PODER - UMA HISTÓRIA SUíNA
EDMILSON SANCHES
(esanches@jupiter.com.br)
(Baseado em uma fábula anónima)
Era uma vez um porco-espinho enorme. Seus pelos hirtos, como em todo animal de sua espécie, haviam se transformado em grandes hastes pontiagudas, que nem flechas. O nome desse bicho era PODER. Na verdade, não era um nome, era um siglónimo, um nome vindo de uma sigla: PODER queria dizer POrco De Espinhos Rígidos.
Por ser grande, gigantesco, o Poder era muito procurado pelos pequenos porcos-espinhos. Todos estes tinham "n" motivos para estar junto do Poder. Alegavam que, de dia, fazia sol forte, por isso corriam para a sombra do Poder. À noite, era o frio, e todos queriam permanecer próximo do Poder, sentir o calor do Poder. Em ambas as situações, bebiam do que escorria e comiam do que sobrava do Poder.
Foi aí que os porcos pequenos começaram a perceber uma outra face -- cruel -- do Poder. O Poder queria ser abraçado, mas fingia abraçar. Queria ser alimentado, quando parecia alimentar. Fingia proteger, mas queria ser protegido, preservado.
Outra lição, dolorosa: os que eram porcos miúdos não deviam chegar muito perto do Poder, pois seus grandes espinhos acicatavam, feriam, maltratavam. O Poder deixava que criassem a fantasia da proximidade, a ilusão da sombra, para, no momento certo, ferroar, aguilhoar. Devia-se manter uma distància prudente do Poder.
Magoados, os porcos-espinhos menores foram se afastando do Poder. Tentariam, e poderiam, viver melhor sem suas falsas proteção e benesses. O exemplo disso veio quando, um dia, encontraram um porquinho, sem espinhos, nutrido, aparência feliz, e que não ligava para o Poder.

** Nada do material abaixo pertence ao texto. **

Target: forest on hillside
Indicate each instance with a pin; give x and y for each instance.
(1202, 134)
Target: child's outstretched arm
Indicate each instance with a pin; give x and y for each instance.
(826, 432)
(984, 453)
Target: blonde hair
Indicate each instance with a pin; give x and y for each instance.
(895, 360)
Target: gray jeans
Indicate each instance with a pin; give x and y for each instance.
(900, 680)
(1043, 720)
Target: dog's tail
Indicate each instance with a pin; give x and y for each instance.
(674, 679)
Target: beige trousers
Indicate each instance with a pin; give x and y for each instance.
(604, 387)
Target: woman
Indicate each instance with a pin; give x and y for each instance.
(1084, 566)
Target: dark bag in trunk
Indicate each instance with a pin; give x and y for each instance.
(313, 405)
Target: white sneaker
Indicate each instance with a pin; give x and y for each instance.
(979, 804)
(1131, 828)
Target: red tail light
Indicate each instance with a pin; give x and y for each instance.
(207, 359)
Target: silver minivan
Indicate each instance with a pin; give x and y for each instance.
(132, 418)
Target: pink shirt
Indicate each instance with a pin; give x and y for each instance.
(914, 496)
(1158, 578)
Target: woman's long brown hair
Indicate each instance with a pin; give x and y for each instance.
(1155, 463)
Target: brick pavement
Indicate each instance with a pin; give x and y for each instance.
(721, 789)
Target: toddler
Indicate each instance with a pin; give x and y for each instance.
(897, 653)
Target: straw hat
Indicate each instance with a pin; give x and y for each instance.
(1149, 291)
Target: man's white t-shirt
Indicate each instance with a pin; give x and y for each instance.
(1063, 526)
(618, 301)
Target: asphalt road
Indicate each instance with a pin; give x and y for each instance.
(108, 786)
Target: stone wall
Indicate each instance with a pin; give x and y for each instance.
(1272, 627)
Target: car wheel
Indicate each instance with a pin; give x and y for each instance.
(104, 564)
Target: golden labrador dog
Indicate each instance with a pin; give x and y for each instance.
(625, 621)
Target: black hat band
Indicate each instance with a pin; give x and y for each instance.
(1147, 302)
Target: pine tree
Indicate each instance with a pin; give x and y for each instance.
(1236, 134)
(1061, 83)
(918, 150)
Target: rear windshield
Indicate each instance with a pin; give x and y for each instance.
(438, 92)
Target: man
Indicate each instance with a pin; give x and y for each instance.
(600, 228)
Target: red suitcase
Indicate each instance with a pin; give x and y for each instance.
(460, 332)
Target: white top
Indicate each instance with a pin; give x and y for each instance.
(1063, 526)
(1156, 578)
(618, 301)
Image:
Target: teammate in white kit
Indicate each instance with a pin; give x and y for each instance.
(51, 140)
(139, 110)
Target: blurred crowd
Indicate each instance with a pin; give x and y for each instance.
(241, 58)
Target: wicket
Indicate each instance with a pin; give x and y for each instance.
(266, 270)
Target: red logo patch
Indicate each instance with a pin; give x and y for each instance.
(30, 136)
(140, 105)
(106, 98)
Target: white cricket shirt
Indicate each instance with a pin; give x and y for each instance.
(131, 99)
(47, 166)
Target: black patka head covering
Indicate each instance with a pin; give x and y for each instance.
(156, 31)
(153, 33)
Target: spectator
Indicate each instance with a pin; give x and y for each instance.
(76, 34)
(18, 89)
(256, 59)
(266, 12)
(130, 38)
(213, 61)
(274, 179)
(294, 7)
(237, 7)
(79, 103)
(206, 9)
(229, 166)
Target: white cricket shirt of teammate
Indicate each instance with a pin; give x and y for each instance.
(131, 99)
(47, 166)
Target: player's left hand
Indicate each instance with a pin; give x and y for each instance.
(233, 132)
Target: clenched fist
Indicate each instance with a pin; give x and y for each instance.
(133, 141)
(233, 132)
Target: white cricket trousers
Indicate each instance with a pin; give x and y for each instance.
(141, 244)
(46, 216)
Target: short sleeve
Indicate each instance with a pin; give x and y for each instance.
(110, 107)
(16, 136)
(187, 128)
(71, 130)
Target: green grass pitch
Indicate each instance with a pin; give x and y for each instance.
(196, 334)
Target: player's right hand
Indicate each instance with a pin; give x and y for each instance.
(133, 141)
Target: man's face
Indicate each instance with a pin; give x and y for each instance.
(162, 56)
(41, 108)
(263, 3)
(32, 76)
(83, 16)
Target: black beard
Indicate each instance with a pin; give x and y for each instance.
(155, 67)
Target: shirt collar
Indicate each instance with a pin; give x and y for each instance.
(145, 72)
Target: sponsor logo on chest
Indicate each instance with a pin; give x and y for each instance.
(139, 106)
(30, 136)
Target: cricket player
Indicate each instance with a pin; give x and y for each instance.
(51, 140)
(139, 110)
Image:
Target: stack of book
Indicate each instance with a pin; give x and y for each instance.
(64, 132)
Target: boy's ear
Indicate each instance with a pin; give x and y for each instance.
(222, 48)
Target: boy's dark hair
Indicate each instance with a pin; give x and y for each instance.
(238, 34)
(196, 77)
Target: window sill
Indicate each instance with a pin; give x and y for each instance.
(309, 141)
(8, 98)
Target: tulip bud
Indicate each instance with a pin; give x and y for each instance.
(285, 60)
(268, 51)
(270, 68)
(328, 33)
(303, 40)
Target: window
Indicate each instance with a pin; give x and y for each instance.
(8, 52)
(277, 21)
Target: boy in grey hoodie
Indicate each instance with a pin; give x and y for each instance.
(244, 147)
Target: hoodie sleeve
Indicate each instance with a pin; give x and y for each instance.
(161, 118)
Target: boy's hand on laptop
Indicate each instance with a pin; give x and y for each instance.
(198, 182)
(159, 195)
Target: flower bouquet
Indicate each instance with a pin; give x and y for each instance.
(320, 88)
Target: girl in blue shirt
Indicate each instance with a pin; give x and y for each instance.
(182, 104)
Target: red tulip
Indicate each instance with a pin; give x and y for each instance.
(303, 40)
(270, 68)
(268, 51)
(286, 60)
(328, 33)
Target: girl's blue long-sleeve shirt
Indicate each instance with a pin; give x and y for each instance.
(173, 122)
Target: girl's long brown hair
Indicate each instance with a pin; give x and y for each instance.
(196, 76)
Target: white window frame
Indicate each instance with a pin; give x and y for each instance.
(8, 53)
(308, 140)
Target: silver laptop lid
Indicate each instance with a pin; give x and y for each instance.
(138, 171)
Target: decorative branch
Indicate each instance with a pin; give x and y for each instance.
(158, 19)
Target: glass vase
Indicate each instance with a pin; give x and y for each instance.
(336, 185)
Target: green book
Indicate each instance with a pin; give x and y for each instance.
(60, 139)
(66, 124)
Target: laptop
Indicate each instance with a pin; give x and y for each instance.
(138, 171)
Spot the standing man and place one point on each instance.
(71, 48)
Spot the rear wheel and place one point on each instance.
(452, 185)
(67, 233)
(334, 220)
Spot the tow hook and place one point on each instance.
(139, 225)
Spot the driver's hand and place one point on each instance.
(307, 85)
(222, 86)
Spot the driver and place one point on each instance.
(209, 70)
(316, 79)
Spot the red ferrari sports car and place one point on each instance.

Perguntaram-lhe sobre a receita de sua vida. O porquinho sem espinho respondeu que se vacinara contra o Poder e se alimentava não de sobras de mau odor, mas de obras de valor, e estas, além de alimentá-lo em condições normais, tinham também a propriedade de criar uma reserva interior, uma espécie de gordura (como nos camelos), que funcionava como proteção em época de frio e como depósito de nutrientes, quando houvesse escassez de alimento.
Portanto, resumiu, não havia segredo, mas consciência: -- em relação ao Poder, devia-se preservar uma certa distància; poder-se-ia, até, estar junto a ele, mas não se misturar e querer ser uma só e mesma coisa. Por fim, mas não menos importante, devia-se criar um valor dentro de si e alimentar-se dele.
Revoltados com a forma como vinham sendo tratados pelo Poder e fortalecidos pelas palavras do porquinho sem espinho, os porcos-espinhos desafiaram o grande Poder e, unindo-se em numerosas varas, venceram-no e o transformaram em comida, repartida irmãmente entre todos.